Google Foto, in arrivo l'abbonamento mensile per stampare foto

Google lancia il "Netflix delle foto": un abbonamento per far stampare 10 foto al mese, scelte da un algoritmo tra quelle scattate con lo smartphone

4 Febbraio 2020 - Lasceresti scegliere ad un algoritmo di intelligenza artificiale quali sono le foto più belle che hai scattato con il tuo smarphone negli ultimi 30 giorni? E saresti disposto a pagare un abbonamento mensile per fartele stampare e recapitare a casa? Secondo Google la risposta ad entrambe le domande è sì, tanto che sta testando proprio un abbonamento del genere.

Già da alcuni mesi Google permette a chi usa l’app Foto sul proprio smartphone Android di richiedere la stampa dei propri scatti migliori, ma solo all’interno di un “fotolibro” con copertina morbida 18×18 cm, da venti pagine e al prezzo di 12,99 euro oppure 22,99 euro per il fotolibro 23×23 cm. Tutti prezzi IVA inclusa, ma spedizione esclusa. Adesso, invece, Google sta testando nei soli Stati Uniti un abbonamento da 7,99 dollari al mese per la stampa di 10 foto mensili. La cosa interessante, però, è il modo in cui vengono scelte le foto da stampare: lo fa Google automaticamente, tramite un algoritmo.

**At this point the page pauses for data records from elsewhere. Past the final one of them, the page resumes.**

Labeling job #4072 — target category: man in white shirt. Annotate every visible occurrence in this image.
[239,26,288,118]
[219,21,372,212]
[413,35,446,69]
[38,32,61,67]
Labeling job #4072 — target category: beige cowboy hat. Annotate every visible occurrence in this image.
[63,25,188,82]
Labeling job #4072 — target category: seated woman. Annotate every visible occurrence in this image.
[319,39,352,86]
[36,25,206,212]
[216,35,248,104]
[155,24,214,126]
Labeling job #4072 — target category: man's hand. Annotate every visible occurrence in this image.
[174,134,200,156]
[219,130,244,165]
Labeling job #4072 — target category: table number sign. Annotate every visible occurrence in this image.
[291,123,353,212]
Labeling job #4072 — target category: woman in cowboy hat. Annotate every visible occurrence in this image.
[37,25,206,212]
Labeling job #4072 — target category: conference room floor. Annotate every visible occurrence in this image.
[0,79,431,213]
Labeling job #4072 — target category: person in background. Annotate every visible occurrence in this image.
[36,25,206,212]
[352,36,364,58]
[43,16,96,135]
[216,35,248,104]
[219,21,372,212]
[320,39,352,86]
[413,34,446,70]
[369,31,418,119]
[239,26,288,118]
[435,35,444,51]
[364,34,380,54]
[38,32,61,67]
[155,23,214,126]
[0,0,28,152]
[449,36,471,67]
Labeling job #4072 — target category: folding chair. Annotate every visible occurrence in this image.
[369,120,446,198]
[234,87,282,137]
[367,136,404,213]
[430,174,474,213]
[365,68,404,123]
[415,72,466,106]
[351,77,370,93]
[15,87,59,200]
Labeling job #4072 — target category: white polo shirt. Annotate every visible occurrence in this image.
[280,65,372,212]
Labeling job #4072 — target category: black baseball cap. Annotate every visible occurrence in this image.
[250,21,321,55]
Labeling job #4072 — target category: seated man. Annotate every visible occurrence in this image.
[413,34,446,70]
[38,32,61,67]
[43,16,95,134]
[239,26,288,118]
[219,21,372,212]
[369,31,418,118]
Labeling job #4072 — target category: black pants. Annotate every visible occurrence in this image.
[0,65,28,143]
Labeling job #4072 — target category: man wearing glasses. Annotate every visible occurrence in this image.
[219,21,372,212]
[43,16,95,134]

Come funziona l’abbonamento per le foto di Google

Al prezzo di 7,99 dollari l’utente riceve a casa (quindi si suppone senza spese di spedizione) dieci foto 10×15 centimetri stampate su carta opaca “matte” bianca e con una sottile cornice da 3 millimetri. La scelta delle foto è automatica, ma l’utente può scegliere tre diverse “tarature” dell’algoritmo: “Principalmente persone e animali“, “Principalmente paesaggi” e “Un po’ di tutto“. Le foto vengono consegnate in un involucro di cartone e, secondo Google, “sono perfette da appendere sul frigo o da incorniciare“.

Funzionerà?

Questo abbonamento è al momento in fase di test, soltanto per gli utenti statunitensi di Google Foto. È difficile prevedere se, e quanto, avrà successo non solo per l’incognita derivante dalla scelta algoritmica delle foto, che potrebbe non essere gradita a tutti gli utenti, ma anche perché gli amanti delle foto stampate oggi sono una nicchia di mercato decisamente piccola.

È ragionevole, invece, che Google cerchi di collegare sempre più servizi all’app Foto perché proprio l’archiviazione delle foto, che occupano molto spazio, può diventare la chiave per convincere gli utenti a pagare per l’estensione dello spazio di archiviazione sul cloud di Google.